De RTAB-4 regelaar werkt met natuurlijke luchtkoeling bij -5– + 30°C, de voedingsspanning is driefasige wisselstroom 220 of 380 V, de nominale gelijkgerichte spanning aan de uitgang van de regelaar is 220 V, de nominale uitgang stroom is -50 A, het bereik van de instelling van de uitgangsstroomlimiet 40-80 A, regelnauwkeurigheid ± 2%.
De spanningsregelaar voor extra elementen wordt geproduceerd in twee versies: voor 20-40 en 40-80 V. De maximale uitgangsstroom in normale modus is 1-3 A. De weerstand Rd wordt gebruikt als een ballastbelasting om extra elementen te ontladen om te voorkomen dat sulfatering.

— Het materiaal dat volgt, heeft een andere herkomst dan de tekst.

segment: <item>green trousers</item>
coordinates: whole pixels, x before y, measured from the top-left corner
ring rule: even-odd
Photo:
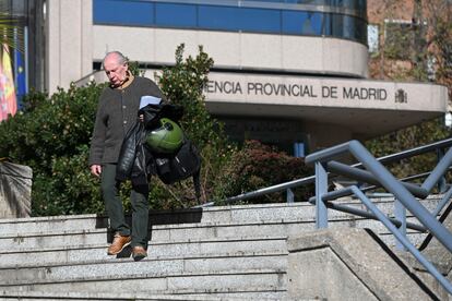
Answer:
[[[110,219],[110,228],[121,236],[132,236],[132,246],[147,249],[148,233],[148,186],[132,186],[130,202],[132,204],[132,229],[126,222],[119,185],[116,181],[116,165],[105,164],[102,168],[102,193]]]

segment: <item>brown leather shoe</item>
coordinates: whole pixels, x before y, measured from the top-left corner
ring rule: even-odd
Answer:
[[[124,250],[124,248],[128,246],[131,241],[132,238],[130,236],[121,237],[119,233],[116,233],[114,242],[110,246],[108,246],[108,255],[116,255],[121,253],[121,251]]]
[[[146,252],[146,250],[144,250],[143,246],[141,246],[141,245],[133,246],[132,257],[135,262],[141,261],[142,258],[144,258],[146,256],[147,256],[147,252]]]

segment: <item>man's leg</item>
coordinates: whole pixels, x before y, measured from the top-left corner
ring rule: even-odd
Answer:
[[[146,256],[148,222],[148,186],[133,186],[130,195],[132,203],[132,256],[140,261]]]
[[[115,239],[108,254],[115,255],[130,243],[130,228],[126,222],[122,202],[119,197],[119,183],[115,180],[116,165],[106,164],[102,170],[102,193],[107,214],[110,219],[110,228],[115,231]]]

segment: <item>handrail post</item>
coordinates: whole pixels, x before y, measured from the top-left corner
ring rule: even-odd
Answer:
[[[442,157],[444,157],[444,148],[437,148],[437,164],[439,164],[439,161],[442,159]],[[444,193],[448,190],[447,188],[447,182],[445,182],[445,176],[443,174],[439,180],[438,180],[438,191],[440,193]]]
[[[316,162],[316,228],[328,228],[328,208],[322,201],[328,192],[328,173],[323,162]]]
[[[405,239],[407,239],[406,238],[406,208],[399,200],[395,200],[394,202],[394,217],[401,222],[401,226],[397,227],[399,231]],[[395,248],[400,251],[407,251],[407,249],[402,244],[402,242],[399,239],[395,240]]]
[[[286,189],[286,201],[287,203],[294,203],[294,192],[292,189]]]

De bedrijfscircuits worden gevoed door stroomblokken (BPT) en spanningsblokken (BPN).
Blokken BPT (Fig. 6) bestaan uit een tussenliggende verzadigde transformator PNT, een gelijkrichter B, evenals hulpelementen: een smoorspoel Dp en een condensator C opgenomen in het uitgangsspanningsstabilisatiecircuit.
Rijst. 6. Schematisch diagram van voedingen BPT-1002 en BPN-1002
BPN-eenheden bestaan uit tussentransformator PT, gelijkrichter B, gelijkrichter SV en enkele andere elementen.

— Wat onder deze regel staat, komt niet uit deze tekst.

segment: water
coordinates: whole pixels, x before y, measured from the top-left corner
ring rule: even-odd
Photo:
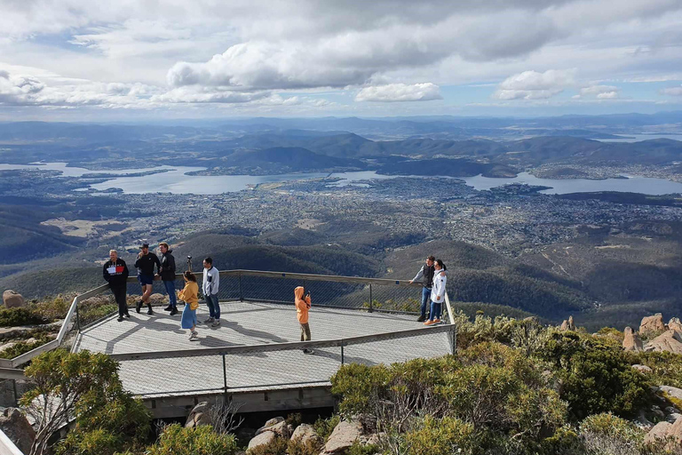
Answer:
[[[65,177],[80,177],[83,174],[126,174],[155,170],[167,170],[143,177],[116,177],[109,179],[102,183],[91,184],[91,188],[103,191],[107,188],[121,188],[125,194],[148,194],[148,193],[172,193],[195,194],[195,195],[218,195],[220,193],[231,193],[248,188],[249,185],[259,183],[272,183],[289,180],[301,180],[307,179],[319,179],[329,176],[341,179],[337,182],[330,184],[335,187],[347,185],[358,185],[359,181],[383,179],[400,179],[416,177],[425,179],[424,176],[389,176],[380,175],[373,171],[361,171],[356,172],[326,172],[294,173],[282,175],[216,175],[198,176],[186,175],[186,172],[202,171],[203,167],[191,166],[158,166],[151,169],[133,170],[108,170],[90,171],[77,167],[67,167],[65,163],[44,163],[40,164],[0,164],[0,170],[12,169],[43,169],[61,171]],[[433,178],[437,176],[429,176]],[[443,177],[448,178],[448,177]],[[648,177],[632,176],[629,179],[607,179],[603,180],[591,180],[586,179],[538,179],[527,172],[521,172],[513,179],[493,179],[477,175],[475,177],[459,178],[475,189],[483,190],[501,187],[508,183],[527,183],[543,187],[551,187],[551,189],[542,191],[549,195],[563,195],[566,193],[585,193],[594,191],[620,191],[629,193],[642,193],[645,195],[668,195],[682,193],[682,183],[678,183],[664,179],[653,179]],[[362,185],[362,184],[361,184]]]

Rijst. 7. Voedingseenheid BPN-1002
BPT-units worden geleverd door TT en BPN door VT of transformatoren enz. BPT- en BPN-units of meerdere BPT- en BPN-units werken gewoonlijk op gemeenschappelijke gelijkgerichte spanningsbussen. Een karakteristiek verschil tussen BPT- en BPN-units is dat BPN-units stroom leveren aan de bedrijfscircuits onder normale bedrijfsomstandigheden, wanneer bekend is dat het onderstation onder spanning staat, en BPT-units - in kortsluitmodus, wanneer BPN-units geen stroom kunnen leveren aan de secundaire apparaten vanwege de grote spanningsval in de primaire circuits.